サブシステムを参照モデルに変換するには、以下を行います。

  1. 変換プロセスを高速化するには、Scope ブロック ウィンドウを閉じます。

  2. 変換する Subsystem ブロックを選択します。

  3. Simulink ツールストリップの [Subsystem ブロック] タブで、[変換][Model ブロック] をクリックします。

  4. 一部の変換の問題を自動的に修正するには、モデル参照変換アドバイザーで、[自動的にエラーを修正 (可能な場合)] を選択します。自動修正は制御しません。

  5. Subsystem ブロックをそのままにして、Subsystem ブロックの内容から別のモデルを作成するには、[サブシステムの内容を Model ブロックに置換] をオフにします。

  6. 変換前後の最上位モデルのシミュレーション結果を比較するには、以下を行います。

    • 対象の出力信号に対して信号のログを有効にする。

    • [変換後にシミュレーション結果をチェック] および [サブシステムの内容を Model ブロックに置換] を選択する。

    • [終了時間][絶対許容誤差]、および [相対許容誤差] を設定する。

    • アドバイザーの [Model ブロック シミュレーション モード] オプションを元のモデルと同じシミュレーション モードに設定する。

  7. 必要に応じて、追加の変換パラメーターを構成します。詳細については、モデル参照変換アドバイザーを参照してください。

  8. [変換] をクリックします。

  9. 特定された問題に対処します。

または、MATLAB® コマンド ウィンドウで関数 Simulink.SubSystem.convertToModelReference を使用します。1 つの Simulink.SubSystem.convertToModelReference コマンドを使用して複数の Subsystem ブロックを変換できます。ただし、親サブシステムとそのサブシステムの子を同時に変換することはできません。

変換結果

すべての変換チェックにパスしたら、以下が行われます。

  • サブシステムから参照モデルが作成されます。

  • 参照モデルに必要な Simulink.Bus オブジェクト、Simulink.Signal オブジェクトおよび調整可能なパラメーターが作成されます。

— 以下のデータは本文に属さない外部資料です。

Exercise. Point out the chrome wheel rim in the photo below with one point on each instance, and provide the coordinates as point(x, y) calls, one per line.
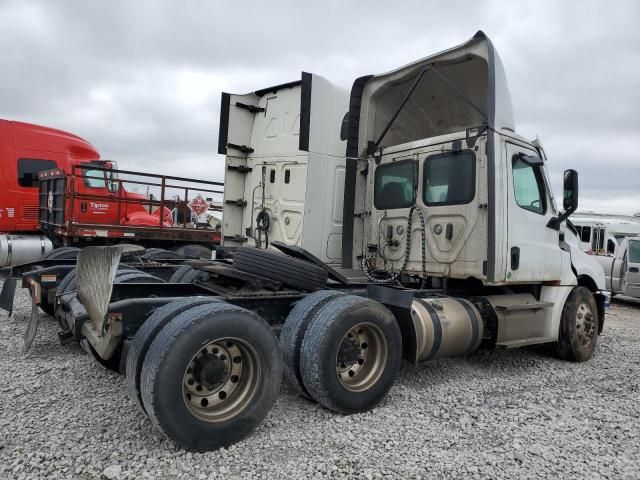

  • 既定では、新しいモデルを参照する Model ブロックによって Subsystem ブロックが置き換えられます。

  • 自動修正によって端子が Model ブロック インターフェイスに追加された場合、Subsystem ブロックに Model ブロックが挿入されます。

  • slprj フォルダーに HTML 変換概要レポートが作成されます。このレポートには、アドバイザーが実行した修正結果を含む、変換プロセスの結果がまとめられています。このレポートでは、コピーする要素についても説明しています。

  • オプションで、変換前後のシミュレーション結果の整合性をチェックします。

以下の要素が元のモデルから、新たに作成した参照モデルにコピーされます。

  • コンフィギュレーション セット — 親モデルが参照コンフィギュレーション セットを使用している場合、親モデルと参照モデルはどちらも同じ参照コンフィギュレーション セットを使用します。それ以外の場合、アドバイザーにより、コンフィギュレーション セット全体が参照モデルにコピーされます。

  • 変数 — アドバイザーは、元のモデルでサブシステムが使用していたモデル ワークスペース変数のみを、参照モデルのモデル ワークスペースにコピーします。サブシステムを含むモデルがデータ ディクショナリを使用している場合は、参照モデルも同じデータ ディクショナリを使用します。

  • 要件リンク — アドバイザーは Requirements Toolbox™ ソフトウェアで作成された要件リンクを元の Subsystem ブロックから Model ブロックにコピーします。

変換前後のシミュレーション結果の比較

変換を正常に完了したら、[比較結果を表示するにはここをクリック] リンクを使用します。結果がシミュレーション データ インスペクターに表示されます。緑色のチェック マークは、シミュレーション結果がベースライン モデルと新しい参照モデルを含むモデル間の許容誤差内にあることを示します。

Simulation Data Inspector with four simulation results that are within tolerance

詳細については、シミュレーション データの比較を参照してください。

変換を元に戻す

変換結果に満足しない場合、モデルを初期の状態に戻すことができます。次のいずれかの方法を使用します。

  • 変換時のいずれかの時点で、[ファイル][復元ポイントの読み込み] を選択する。

  • [変換を完了] チェックを正常に実行した後に、[元のモデルを復元するにはここをクリック] リンクを使用します。

親モデルへの参照モデルの統合

変換が完了した後、必要に応じてモデル化要件に合わせてモデルを更新します。たとえば、Subsystem ブロックを、新しいモデルを参照する Model ブロックに手動で置き換えることができます。

外部データを含むモデルをシミュレートする場合は、新しいモデルのルート Inport ブロックの [データを内挿する] パラメーター設定が適切であるか確認します。詳細については、データを内挿するを参照してください。